![crack](https://www.deltawines.eu/assets/files/shutterstock-532006042-72-1.1920x0.jpg)

# Wine Grading

Let's practice Decision Trees & Random Forest on a super cool dataset. We'll be trying to predict the quality of a given wine! 

Your goal will be to:

1. Preprocess the data
2. Create a classification algorithm

Happy Coding!

## Step 1 - Import Data 🤹‍♀️

- Import usual librairies

In [None]:
import pandas as pd
import seaborn as sns 
from sklearn.model_selection import train_test_split
from sklearn.preprocessing import StandardScaler
from sklearn.compose import ColumnTransformer
from sklearn.tree import DecisionTreeClassifier
from sklearn.ensemble import RandomForestClassifier

from sklearn.metrics import precision_score
from sklearn.metrics import recall_score
from sklearn.metrics import accuracy_score
from sklearn.metrics import f1_score

from sklearn.metrics import confusion_matrix, ConfusionMatrixDisplay
import matplotlib.pyplot as plt 

from sklearn.tree import plot_tree

- Import `Wine_grading.csv` and visualize dataset

In [None]:
df = pd.read_csv("./assets/ML/Wine_grading.csv")
df.head()

- Remove `Unnamed:0` column from the dataset

In [None]:
#df = df.drop(columns=["Unnamed: 0"], axis=1)
df = df.drop(columns=["Unnamed: 0"])
df.head()

## Step 2 - EDA 📊

- Visualize `alcohol` and `Grade`

In [None]:
sns.catplot(data = df, x="Grade", y="alcohol", kind="bar")

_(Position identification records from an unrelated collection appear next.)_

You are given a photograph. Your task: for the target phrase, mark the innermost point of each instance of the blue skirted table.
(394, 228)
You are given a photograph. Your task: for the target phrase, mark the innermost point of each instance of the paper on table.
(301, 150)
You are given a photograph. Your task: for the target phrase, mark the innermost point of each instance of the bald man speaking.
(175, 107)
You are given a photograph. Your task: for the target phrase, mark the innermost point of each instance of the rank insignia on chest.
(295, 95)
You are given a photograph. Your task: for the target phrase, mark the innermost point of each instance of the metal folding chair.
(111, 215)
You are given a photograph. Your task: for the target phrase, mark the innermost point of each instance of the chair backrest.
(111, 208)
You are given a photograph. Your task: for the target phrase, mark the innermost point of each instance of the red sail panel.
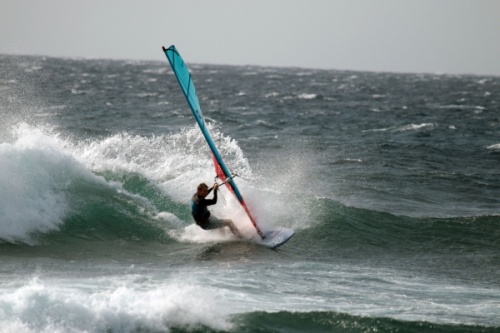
(222, 176)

- Visualize `magnesium` and `Grade`

In [None]:
sns.catplot(data = df, x="Grade", y="magnesium", kind="bar")

- Visualize `color_intensity` and `Grade`

In [None]:
sns.catplot(data = df, x="Grade", y="color_intensity", kind="bar")

* Show your dataset main statistics

In [None]:
df.describe(include="all")

- Let's take a look to missing values

In [None]:
df.isna().sum() 

In [None]:
df.isnull().any()

## Step 3 - Preprocessing 🍳

- Split your dataset by $X$ and $y$

In [None]:
y = df.loc[:,"Grade"]                                      

# features_list = df.columns[:-1]
# X = df.loc[:,features_list]
X = df.drop(columns=["Grade"])                             


- Split your data in train and test sets

In [None]:
X_train, X_test, y_train, y_test = train_test_split(X, y, 
                                                    test_size=0.2, 
                                                    random_state=0, 
                                                    stratify = y) 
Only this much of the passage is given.